His fatal, unexpected attraction to married Amy O’Connell (a highly strung Nancy Carroll) may be ill advised, but Trebell is a master of control, so the short-lived affair is kept safely under wraps — until, that is, she arrives in his office to announce that she’s pregnant by him and intends to have an abortion.

The fallout from her decision is quietly devastating, and not just for Amy and Trebell. Surrounded by power players with seriously vested interests, the two of them are shown to be part of an extraordinarily wide political web that exerts an increasingly vise-like grip not only on them, but on the audience.

West’s production gets off to a dangerously stilted start. At the end of a weekend house party of political grandees, the guests sit listening to their hostess, Lady Julia (a beautifully understated Jessica Turner), playing the grand piano. West opts to have the lady play doleful music by Chopin that establishes so mournful a pace that in the awkwardly blocked ensuing dialogue, everything threatens to grind to a halt.

Yet once the stuffed shirts and bored wives have had their say, the mood picks up with the dynamic confrontation between Trebell and Amy. Keen is positively serpentine as his makes his move. Their encounter feels not just illicit but thrillingly dangerous against Peter McKintosh’s Wedgwood blue drawing-room set sepulchrally lit by Guy Hoare.

The play next moves into political mode. West’s pacing picks up considerably in the ensuing scenes, in which ideological arguments are uppermost.

The power of “Waste,” however, lies not just in the depth of its tragic handling of a brilliant career wrecked but in its increasing breadth. Like ripples on a pond, it shows the sacrifices that almost every character is shown to be willing — or unwilling — to make in favor of a belief.

Superbly detailed and lived-in as all the performances are — including Hugh Ross’ marvelously cunning party leader, Peter Eyre’s pompous but passionate Lord Charles and Bruce Alexander as Trebell’s compromised but loyal friend Wedgecroft — everything pivots around Keen’s Trebell.

Zeal is relatively easy to play, but Keen unobtrusively does far more than show an utterly single-minded man. He makes severity sexy, his punctiliousness offset by an almost surreally smooth physicality a dancer might envy.

Frighteningly plausible as a man for whom almost every response is measured, Keen never anticipates. This makes his rapid decisionmaking compelling and ignites every scene with the politicians engulfed in the chicanery as the scandal threatens to blow.

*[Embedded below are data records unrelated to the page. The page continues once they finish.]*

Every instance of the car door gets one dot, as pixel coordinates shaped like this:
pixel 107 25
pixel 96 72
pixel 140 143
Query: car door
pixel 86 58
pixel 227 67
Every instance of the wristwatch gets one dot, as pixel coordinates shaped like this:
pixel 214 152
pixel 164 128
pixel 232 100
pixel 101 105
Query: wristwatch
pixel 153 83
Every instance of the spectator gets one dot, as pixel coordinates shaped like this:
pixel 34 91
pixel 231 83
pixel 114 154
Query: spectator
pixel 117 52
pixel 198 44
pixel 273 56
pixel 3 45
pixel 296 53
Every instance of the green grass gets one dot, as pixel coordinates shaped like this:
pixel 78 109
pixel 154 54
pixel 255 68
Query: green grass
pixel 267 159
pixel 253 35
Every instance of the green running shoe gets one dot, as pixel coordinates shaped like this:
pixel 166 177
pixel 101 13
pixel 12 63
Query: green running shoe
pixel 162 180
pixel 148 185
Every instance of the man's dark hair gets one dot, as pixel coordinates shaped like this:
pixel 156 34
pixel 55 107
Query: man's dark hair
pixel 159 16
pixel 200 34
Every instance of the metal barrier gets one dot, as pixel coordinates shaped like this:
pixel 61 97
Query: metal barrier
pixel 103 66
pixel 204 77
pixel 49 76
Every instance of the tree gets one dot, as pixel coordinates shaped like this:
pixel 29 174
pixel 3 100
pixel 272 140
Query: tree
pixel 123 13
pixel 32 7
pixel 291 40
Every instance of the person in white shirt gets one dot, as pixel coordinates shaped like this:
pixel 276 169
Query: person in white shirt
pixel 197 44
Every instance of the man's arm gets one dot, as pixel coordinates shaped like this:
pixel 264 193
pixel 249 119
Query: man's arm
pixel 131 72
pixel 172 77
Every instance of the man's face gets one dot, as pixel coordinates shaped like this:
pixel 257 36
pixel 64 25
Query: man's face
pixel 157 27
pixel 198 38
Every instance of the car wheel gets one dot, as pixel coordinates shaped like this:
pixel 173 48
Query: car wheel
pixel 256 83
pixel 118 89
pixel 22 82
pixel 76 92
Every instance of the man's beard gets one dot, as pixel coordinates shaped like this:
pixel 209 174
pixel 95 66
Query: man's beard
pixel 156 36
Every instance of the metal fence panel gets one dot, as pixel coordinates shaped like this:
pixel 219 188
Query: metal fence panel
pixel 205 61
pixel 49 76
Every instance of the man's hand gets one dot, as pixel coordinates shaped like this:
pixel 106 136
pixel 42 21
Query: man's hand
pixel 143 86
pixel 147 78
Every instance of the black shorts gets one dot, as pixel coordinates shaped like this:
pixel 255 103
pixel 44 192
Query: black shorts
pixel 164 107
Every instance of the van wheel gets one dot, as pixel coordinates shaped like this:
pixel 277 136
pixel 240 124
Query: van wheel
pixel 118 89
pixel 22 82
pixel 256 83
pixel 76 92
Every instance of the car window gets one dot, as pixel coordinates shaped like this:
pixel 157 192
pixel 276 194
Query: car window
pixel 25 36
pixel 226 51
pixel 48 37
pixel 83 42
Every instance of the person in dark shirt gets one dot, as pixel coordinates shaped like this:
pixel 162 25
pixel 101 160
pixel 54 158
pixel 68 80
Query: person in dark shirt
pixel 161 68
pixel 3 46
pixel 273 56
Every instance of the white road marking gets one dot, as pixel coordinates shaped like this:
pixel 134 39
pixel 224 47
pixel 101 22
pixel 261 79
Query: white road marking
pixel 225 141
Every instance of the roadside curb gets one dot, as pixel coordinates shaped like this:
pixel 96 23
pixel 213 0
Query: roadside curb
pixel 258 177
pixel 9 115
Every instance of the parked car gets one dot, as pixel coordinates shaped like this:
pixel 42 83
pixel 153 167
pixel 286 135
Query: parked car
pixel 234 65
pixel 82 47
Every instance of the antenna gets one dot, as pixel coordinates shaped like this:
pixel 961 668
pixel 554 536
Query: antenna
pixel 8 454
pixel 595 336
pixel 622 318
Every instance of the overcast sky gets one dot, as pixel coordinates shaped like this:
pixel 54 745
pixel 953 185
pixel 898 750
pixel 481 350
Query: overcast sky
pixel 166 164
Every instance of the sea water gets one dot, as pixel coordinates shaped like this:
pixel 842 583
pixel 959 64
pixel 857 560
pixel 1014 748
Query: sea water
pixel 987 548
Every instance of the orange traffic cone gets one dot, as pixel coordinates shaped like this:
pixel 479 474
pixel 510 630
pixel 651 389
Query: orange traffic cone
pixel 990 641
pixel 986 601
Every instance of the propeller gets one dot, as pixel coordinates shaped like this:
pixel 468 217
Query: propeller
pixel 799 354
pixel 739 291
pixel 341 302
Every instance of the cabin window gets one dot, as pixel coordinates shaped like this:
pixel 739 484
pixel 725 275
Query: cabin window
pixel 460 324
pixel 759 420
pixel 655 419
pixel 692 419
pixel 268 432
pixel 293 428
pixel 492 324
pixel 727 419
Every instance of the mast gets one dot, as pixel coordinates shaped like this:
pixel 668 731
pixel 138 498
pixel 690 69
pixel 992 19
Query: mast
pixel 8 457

Phoebe Nicholls is equally affecting in the slow-burn role of Trebell’s self-denying sister. The tenderness of their final scenes is all the more affecting for their repressing of a potentially overemotional outpouring.

West is hardly the first director to triumph with Granville Barker. Even David Mamet is a fan — though in his recent adaptation of the playwright’s “The Voysey Inheritance,” Mamet had the temerity to cut almost an hour’s worth of the text. West has no truck with such dramaturgical interference. He understands it’s the accretion of vibrant detail that gives this writer’s work such extraordinary grandeur. West’s handsome but hard-edged revival is the playwright’s best possible defense.